ウェザーニューズは2013年9月26日、人が感じる気温(感測値)と、実際に測定した気温(観測値)の相違に関する調査「はかる企画」の結果を公表した。同調査により、感測値と観測値の差は全国平均でマイナス1.1度となり、意外にも人間の五感は精度が高いことがわかった。

同調査は、2013年7月27日に、全国のウェザーリポーター1,421人を対象に実施された。スマートフォンアプリ「ウェザーニュースタッチ」アプリ内でリポーターに対して投げかけられた「今の気温は?」という質問に対する回答を「感測値」、気象観測機「ソラヨミマスター」を用いた実際の測定気温を「観測値」として、両者の差を比較調査した。

◆人が感じる気温と実際の気温の誤差は約1.1度

調査の結果、感測値と観測値の差は全国平均で約マイナス1.1度となり、人間の体感気温は意外にも精度が高いことが明らかとなった。

エリア別に見ると、最も誤差が少なかったのは近畿と九州で、両者の差はマイナス0.9度、続いて中部でマイナス1.0度、関東でマイナス1.1度となった。北海道ではマイナス1.4度、東北ではマイナス1.3度と、西〜東日本と比べて北日本では誤差が大きくなる傾向が見られた。

体感温度と実際の観測値の差を発表 ― 人間の五感は精度が高いことが判明
全国とエリア別の体感温度と観測値の差

◆人の体感気温に大きく影響する「風」


西〜東日本よりも誤差が大きかった北日本では、調査当日に寒冷渦の影響による曇や降雨に加え風が吹いていたため、体感気温は実際の気温よりも低く感じられたと考えられる。また、全国で誤差が最大だった沖縄(-2.2度)でも風に関する報告が多く寄せられたことから、人間が感じる気温は、風の影響を受けるほど実際の気温との誤差が出やすいと言えそうだ。

◆東京23区は、実際よりも暑く感じる

全国の約7割の人が気温を低めに予想しているにも関わらず、東京23区では、実際の気温より感じた気温を高く予想した人が、全国平均と比べて約10%も多かった。
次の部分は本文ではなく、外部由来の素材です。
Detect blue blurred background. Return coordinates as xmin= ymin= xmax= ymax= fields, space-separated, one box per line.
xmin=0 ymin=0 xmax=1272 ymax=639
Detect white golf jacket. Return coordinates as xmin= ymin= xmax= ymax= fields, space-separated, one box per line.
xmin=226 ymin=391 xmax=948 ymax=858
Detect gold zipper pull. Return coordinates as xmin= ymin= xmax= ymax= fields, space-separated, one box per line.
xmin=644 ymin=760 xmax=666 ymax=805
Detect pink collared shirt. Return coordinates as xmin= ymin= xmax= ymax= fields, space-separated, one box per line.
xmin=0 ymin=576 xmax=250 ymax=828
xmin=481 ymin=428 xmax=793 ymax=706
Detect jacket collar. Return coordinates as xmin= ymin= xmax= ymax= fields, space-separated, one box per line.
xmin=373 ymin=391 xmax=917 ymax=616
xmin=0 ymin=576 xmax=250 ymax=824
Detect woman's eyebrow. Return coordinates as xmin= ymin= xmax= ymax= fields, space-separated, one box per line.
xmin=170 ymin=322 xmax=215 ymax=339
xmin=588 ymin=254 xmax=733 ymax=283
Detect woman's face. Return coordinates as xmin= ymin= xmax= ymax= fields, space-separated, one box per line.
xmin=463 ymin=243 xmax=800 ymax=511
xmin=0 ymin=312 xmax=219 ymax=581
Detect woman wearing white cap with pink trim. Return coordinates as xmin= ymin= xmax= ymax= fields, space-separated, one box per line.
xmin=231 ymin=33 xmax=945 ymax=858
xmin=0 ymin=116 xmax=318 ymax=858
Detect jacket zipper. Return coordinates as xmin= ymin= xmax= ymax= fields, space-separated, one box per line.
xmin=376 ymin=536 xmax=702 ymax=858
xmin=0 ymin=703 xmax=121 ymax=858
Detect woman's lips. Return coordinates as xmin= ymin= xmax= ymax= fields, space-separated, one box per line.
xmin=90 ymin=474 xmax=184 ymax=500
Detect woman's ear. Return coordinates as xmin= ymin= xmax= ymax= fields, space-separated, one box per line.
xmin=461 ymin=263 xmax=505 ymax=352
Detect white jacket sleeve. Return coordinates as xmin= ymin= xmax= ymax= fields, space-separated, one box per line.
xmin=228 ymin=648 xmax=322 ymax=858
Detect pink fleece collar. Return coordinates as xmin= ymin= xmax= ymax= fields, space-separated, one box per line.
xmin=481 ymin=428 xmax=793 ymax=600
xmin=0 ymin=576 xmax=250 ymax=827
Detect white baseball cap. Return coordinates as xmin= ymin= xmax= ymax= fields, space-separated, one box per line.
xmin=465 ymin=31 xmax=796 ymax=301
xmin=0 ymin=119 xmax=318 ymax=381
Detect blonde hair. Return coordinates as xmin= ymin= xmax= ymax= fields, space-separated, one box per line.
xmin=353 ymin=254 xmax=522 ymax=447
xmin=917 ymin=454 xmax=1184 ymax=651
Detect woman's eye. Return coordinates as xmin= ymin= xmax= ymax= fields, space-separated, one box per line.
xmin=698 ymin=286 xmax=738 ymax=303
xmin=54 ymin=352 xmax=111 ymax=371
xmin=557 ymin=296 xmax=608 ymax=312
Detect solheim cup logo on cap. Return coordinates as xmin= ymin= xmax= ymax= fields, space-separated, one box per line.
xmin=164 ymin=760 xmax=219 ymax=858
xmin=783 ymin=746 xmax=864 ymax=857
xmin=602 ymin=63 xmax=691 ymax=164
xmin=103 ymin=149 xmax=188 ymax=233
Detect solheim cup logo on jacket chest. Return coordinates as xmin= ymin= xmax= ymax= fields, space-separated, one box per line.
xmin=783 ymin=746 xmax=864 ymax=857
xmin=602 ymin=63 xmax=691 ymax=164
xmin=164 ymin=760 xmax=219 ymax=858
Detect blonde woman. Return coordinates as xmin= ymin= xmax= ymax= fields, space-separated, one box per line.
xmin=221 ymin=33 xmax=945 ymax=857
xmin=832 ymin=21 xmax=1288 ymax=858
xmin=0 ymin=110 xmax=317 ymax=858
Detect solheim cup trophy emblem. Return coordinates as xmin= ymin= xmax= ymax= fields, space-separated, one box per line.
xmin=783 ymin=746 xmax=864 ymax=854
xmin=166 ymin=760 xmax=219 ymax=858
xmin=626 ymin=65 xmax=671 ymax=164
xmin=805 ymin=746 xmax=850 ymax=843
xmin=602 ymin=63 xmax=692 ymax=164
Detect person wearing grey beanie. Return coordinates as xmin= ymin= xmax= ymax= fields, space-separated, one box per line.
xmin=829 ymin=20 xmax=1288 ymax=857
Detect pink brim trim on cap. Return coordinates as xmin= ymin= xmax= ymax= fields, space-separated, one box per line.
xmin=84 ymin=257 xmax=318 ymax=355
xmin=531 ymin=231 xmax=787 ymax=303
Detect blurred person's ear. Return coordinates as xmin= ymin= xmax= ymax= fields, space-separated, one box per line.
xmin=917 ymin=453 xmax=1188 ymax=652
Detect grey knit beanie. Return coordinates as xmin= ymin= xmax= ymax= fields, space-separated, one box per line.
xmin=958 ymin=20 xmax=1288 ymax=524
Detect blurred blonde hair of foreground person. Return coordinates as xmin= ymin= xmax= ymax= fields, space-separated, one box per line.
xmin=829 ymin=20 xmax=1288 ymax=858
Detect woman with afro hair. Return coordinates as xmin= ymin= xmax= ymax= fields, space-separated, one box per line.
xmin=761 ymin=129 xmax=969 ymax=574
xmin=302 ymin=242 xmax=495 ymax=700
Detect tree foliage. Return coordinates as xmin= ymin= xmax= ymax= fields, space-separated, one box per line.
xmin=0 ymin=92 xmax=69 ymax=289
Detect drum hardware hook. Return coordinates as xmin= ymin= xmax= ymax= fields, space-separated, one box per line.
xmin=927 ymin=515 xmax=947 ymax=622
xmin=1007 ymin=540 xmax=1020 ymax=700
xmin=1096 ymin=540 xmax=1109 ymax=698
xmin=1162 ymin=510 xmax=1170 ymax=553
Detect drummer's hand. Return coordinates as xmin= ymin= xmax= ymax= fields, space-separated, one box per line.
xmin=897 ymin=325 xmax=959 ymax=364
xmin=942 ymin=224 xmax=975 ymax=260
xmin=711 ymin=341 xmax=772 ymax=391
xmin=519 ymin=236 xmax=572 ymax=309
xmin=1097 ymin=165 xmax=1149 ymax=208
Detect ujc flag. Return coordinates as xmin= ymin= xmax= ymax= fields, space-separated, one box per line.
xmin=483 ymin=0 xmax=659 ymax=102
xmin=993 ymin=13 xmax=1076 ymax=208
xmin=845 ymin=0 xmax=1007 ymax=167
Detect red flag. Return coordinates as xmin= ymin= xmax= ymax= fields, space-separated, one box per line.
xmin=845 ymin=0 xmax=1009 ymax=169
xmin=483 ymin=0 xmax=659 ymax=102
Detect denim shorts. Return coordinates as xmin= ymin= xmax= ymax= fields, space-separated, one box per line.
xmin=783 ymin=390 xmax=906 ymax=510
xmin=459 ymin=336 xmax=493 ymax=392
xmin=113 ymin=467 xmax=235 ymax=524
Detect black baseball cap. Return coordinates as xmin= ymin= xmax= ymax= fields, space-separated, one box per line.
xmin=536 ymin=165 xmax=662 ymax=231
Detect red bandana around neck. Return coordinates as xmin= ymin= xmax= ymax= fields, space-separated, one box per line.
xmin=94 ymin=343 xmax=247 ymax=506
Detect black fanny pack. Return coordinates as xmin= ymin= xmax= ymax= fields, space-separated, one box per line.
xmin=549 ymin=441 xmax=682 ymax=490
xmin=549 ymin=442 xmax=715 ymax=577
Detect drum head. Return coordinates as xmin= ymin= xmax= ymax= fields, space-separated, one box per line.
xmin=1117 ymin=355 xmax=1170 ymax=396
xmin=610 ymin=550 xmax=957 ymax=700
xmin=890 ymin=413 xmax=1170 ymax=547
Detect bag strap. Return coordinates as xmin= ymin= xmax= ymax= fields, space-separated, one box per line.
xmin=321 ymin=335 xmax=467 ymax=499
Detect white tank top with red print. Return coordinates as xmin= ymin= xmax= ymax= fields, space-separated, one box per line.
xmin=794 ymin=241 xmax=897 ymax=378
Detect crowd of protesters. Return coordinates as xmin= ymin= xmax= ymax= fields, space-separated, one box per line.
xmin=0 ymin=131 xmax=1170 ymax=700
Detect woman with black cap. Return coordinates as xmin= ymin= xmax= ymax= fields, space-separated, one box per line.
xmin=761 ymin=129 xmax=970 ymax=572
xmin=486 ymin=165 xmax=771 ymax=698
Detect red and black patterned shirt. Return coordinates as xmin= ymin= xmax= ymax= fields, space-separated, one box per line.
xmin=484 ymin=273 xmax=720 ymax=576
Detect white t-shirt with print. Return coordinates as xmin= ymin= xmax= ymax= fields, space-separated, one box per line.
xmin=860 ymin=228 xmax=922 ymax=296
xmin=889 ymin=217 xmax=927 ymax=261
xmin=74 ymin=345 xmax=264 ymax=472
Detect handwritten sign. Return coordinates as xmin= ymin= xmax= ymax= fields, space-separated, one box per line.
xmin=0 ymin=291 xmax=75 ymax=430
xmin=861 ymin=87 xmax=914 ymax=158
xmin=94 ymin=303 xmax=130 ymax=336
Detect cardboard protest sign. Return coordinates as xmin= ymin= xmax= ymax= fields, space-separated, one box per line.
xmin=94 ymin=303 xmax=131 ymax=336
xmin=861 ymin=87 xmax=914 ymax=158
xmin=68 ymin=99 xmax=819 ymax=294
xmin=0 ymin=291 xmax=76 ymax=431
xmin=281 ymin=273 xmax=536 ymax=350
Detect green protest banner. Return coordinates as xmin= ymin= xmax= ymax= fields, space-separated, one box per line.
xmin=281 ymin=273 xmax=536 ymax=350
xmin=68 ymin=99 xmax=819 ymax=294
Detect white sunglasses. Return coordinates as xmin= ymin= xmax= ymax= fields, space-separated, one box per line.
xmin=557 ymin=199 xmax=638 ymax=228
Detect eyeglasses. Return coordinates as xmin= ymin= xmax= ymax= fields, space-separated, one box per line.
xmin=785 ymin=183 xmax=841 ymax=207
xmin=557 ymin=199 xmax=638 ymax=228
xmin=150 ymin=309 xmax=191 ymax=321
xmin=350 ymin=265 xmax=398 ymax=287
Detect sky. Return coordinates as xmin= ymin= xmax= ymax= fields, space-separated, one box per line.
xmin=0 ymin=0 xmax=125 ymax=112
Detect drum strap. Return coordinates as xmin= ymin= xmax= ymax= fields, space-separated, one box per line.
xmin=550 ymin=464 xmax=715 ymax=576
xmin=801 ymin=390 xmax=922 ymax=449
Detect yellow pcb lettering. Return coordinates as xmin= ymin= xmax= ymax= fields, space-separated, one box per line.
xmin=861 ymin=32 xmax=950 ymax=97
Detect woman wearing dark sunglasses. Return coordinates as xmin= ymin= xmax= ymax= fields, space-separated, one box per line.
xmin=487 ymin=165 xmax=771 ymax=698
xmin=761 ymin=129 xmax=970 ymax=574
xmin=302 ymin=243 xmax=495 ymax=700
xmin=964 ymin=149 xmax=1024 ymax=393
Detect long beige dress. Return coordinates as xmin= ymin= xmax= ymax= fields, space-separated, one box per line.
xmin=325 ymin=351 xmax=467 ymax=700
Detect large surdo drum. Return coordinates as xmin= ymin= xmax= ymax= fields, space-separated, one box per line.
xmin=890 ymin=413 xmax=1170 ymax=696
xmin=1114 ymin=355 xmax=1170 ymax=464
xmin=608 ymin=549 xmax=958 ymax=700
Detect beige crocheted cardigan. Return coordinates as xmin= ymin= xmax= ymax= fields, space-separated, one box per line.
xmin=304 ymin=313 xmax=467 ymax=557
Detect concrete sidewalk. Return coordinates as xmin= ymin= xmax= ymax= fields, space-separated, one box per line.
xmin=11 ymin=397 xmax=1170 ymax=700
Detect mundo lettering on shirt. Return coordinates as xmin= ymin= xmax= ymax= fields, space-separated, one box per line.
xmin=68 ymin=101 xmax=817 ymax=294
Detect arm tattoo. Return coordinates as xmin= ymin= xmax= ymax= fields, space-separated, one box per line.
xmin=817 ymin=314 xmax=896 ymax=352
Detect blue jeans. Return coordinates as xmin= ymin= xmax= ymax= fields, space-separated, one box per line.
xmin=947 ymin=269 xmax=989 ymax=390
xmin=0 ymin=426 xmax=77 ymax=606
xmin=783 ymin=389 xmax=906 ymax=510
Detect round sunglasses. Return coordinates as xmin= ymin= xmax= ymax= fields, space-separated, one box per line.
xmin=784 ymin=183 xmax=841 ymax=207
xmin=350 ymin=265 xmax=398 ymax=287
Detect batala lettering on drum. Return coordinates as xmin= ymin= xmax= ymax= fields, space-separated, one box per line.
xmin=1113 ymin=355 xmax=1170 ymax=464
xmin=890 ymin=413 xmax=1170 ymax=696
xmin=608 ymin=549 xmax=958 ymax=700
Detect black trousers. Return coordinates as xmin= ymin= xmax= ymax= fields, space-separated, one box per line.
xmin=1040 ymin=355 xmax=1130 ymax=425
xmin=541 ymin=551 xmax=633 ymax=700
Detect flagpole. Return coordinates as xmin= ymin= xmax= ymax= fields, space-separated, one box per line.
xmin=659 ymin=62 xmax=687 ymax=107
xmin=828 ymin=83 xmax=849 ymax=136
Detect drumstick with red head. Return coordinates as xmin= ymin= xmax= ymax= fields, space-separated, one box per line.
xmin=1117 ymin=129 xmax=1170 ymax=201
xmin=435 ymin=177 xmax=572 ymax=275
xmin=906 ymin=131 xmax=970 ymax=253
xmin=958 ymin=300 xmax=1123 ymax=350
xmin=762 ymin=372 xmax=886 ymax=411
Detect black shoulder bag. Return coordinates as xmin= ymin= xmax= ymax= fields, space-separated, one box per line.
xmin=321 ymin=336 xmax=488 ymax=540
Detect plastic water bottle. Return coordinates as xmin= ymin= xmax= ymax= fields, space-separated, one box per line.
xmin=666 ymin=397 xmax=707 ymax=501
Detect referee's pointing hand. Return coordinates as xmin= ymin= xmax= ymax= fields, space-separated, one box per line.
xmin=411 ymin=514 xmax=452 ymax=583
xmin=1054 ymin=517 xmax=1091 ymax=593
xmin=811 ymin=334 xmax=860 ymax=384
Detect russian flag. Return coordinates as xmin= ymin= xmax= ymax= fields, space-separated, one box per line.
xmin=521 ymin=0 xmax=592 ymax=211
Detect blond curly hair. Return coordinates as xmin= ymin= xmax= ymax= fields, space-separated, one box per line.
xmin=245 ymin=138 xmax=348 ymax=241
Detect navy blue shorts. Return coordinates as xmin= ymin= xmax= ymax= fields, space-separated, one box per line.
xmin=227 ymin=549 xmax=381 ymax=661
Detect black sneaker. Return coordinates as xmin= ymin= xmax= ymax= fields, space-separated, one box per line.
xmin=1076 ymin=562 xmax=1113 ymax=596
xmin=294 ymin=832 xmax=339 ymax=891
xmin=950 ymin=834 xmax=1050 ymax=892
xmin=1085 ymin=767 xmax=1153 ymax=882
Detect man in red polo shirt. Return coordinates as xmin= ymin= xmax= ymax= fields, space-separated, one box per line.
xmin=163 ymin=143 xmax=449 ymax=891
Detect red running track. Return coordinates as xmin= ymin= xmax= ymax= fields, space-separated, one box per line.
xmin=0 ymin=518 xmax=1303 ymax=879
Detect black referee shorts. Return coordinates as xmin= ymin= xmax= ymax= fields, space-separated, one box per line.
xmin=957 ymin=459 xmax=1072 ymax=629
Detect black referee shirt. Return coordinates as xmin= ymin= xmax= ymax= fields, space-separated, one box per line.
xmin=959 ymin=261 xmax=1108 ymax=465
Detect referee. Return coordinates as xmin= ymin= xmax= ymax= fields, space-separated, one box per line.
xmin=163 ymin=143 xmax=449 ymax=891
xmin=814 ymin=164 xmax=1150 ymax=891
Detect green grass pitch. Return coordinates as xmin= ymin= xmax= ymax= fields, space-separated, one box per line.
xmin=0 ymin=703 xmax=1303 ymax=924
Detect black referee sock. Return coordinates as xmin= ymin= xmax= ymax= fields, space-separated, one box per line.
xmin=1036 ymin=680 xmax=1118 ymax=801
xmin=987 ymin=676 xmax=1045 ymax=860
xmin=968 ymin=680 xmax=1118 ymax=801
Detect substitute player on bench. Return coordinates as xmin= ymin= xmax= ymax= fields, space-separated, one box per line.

ビルの照り返し、人口密度の高さなどが原因となり、実際の気温よりも高く感じたと考えられる。

東京23区では実際の気温よりも 高く気温を予想した人が約4割
東京23区では実際の気温よりも
高く気温を予想した人が約4割

また、感測値と観測値の誤差は、観測値が37度を超えた時点から急激に大きくなっていることが明らかになった。気温が体温を超えると、人間の気温に対する感覚は鈍ってくるようだ。